All of us worked at the mercy of the elements – the storms, floods, snakes, worms that burrow into your feet. Nature is beautiful when you look at it from afar, or from a car that passes through it with the windows rolled up. When you have to work outdoors it doesn’t seem so beautiful. Yesterday I read an article on Facebook that said: We should all spend more time outside! I looked at the photos of people walking in parks, hugging, drinking water from small bottles, eating slices of watermelon. Lying down on the grass without a mat, without shielding their face
s from the sun. Everyone was having fun, no one was sweating or getting heat exhaustion. There were all kinds of people in the photos. Asian, African, every colour under the sun – but they were all behaving like white people. I mean, who else actually enjoys going out into the wilderness apart from these crazy angmoh? You get a day off work, you want to go out into the jungle? Those happy Westerners, they don’t know what ‘outdoors’ is like around here.

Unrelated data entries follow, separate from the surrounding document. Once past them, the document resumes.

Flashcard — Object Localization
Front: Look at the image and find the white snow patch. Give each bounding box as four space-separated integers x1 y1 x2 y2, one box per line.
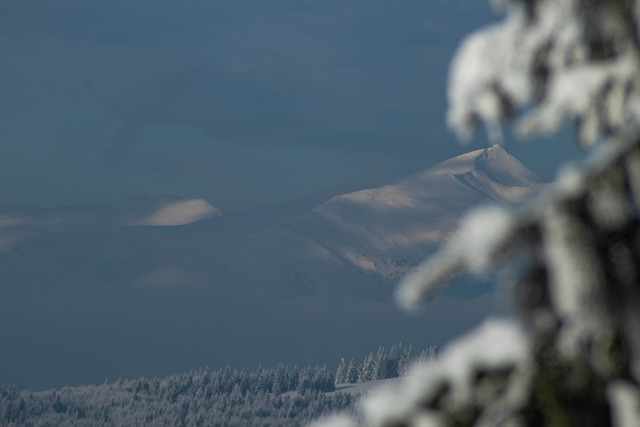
129 199 222 227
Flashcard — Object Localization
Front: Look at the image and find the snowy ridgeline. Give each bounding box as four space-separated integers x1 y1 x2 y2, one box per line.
0 344 437 426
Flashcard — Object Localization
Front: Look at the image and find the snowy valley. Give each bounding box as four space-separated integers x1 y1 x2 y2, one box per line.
0 146 545 389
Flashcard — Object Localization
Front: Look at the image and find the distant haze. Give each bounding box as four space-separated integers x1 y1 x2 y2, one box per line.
0 0 575 211
0 146 545 389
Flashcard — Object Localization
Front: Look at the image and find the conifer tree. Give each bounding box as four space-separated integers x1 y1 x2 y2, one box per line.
316 0 640 427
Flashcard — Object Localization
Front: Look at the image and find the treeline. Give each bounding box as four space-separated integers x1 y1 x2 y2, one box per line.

I remember once, when I was thirteen, fourteen – old enough to have started feeling that if I didn’t escape the village I would go mad – I spent a whole day cycling as far as I could, in every direction I could think of. I went inland into the plantations in the shade of the palm-oil trees until the mud tracks got too soft for me to cycle. I looked ahead of me, thinking, How long would I have to cycle before I came out on the other side of the estate? I could only see the perfect rows of trees disappearing into the darkness, so I headed back to the coast, cycling along the dirt path that ran along the rocky shoreline, the red earth staining my toes. All the way to Sekinchan and beyond, that was all I could see: red earth, rocks and mud, the sea stretching back towards Indonesia, so flat and shallow, like a sheet of silver without end. No wind. No shade. The sun so hot on my head and arms that my skin felt stripped away with sandpaper. The light too sharp for my eyes – the same light that I’d known ever since I was a baby. I knew that all my days as an adult – every single one, to the end of my time on this earth – would be spent under that burning sun. In that moment, I suddenly got the feeling that all the things I’d ever known – my family, my home, the trees, grass, water, food, the bare earth, the huge, huge sea: everything – were strange and foreign, as if I’d never known them at all. They were mine, handed down to me at birth, the only heritage I’d ever know, and yet at that moment they didn’t seem to belong to me. This land that was supposed to be part of me, and I part of it – in that instant we felt like strangers. I didn’t want it. One day, it would kill me.